Mais un sondage Ipsos de 2015, montrait que beaucoup avaient mauvaise conscience de ne pas être plus solidaires, l’altruisme étant perçu comme une source de contacts enrichissants : en aidant, on trouve aussi de la satisfaction et de la réalisation personnelle.

Trouver des données permettant de mesurer l’altruisme en actes est cependant un exercice complexe. Les déclarations fiscales permettent une mesure très objective mais cantonnée à un certain type d’altruisme.

Les dons, révélateurs d’une tendance générale

En étudiant ces dernières, on observe que 5 millions de ménages déclarent un ou plusieurs dons, ce qui représente 21 % de l’ensemble des foyers fiscaux qui payent des impôts.

Si la tendance est à la baisse, elle révèle cependant que le don par foyer est plus important qu’avant, soit 507 € en moyenne en 2018 contre 404 € en 2013.

Ceux qui ont davantage de revenus donnent nettement plus que ceux qui en ont moins, ce qui est d’autant plus logique que les dons donnent droit à des déductions fiscales. Mais, rapporté à leur niveau de vie, l’effort contributif semble à peu près de même ampleur selon les catégories.

C’est particulièrement net pour les jeunes de moins de 30 ans : ayant de faibles revenus, leurs dons moyens sont moins élevés mais leur effort contributif est aussi important que celui les plus riches. Les dons concernent principalement deux secteurs : l’aide à la recherche médicale et l’action humanitaire et caritative.

Au final, la thèse d’une montée de l’individualisme, qui se voudrait une conséquence inévitable de la modernité, n’est pas confirmée.

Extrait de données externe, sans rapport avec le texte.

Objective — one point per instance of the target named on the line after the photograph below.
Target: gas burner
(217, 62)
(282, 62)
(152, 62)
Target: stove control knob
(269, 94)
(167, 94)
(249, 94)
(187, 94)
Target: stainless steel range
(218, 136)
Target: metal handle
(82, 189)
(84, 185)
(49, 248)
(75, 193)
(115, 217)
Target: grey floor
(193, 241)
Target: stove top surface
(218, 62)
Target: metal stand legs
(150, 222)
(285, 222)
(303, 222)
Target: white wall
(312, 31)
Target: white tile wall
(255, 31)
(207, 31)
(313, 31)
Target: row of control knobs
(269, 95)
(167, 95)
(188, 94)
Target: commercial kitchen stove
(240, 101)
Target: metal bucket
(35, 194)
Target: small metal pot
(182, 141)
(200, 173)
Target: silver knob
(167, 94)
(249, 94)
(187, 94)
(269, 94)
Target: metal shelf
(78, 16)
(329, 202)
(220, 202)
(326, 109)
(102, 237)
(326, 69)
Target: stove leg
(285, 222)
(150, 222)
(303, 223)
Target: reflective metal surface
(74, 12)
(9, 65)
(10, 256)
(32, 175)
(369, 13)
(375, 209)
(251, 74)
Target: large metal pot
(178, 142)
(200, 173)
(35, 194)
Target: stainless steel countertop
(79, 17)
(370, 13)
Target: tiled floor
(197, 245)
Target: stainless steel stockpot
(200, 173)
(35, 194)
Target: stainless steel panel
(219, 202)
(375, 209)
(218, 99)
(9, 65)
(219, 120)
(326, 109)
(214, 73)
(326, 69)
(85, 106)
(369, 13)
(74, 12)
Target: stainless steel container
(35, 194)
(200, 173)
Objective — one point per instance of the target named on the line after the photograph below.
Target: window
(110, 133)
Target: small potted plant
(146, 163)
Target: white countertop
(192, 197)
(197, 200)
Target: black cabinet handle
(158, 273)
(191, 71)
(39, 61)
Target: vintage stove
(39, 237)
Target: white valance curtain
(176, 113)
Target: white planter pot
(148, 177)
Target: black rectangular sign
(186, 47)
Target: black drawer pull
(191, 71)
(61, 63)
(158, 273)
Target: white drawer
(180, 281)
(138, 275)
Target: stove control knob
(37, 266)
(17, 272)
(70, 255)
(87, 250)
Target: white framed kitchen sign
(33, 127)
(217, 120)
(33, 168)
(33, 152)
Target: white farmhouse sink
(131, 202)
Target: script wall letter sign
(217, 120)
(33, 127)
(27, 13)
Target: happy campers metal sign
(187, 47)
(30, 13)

Avec le développement du niveau de vie et l’émergence d’une société de la connaissance, les Français semblent capables de se montrer désormais plus altruistes et généreux, notamment quand les causes les touchent. En témoignent ces jours-ci les montants assez conséquents des caisses de grèves.


Cet article s’appuie sur les résultats d’une enquête de référence dont les résultats ont été présentés dans La France des valeurs, publié aux Presses universitaires de Grenoble, 2019 sous la direction de Pierre Bréchon, Frédéric Gonthier et Sandrine Astor.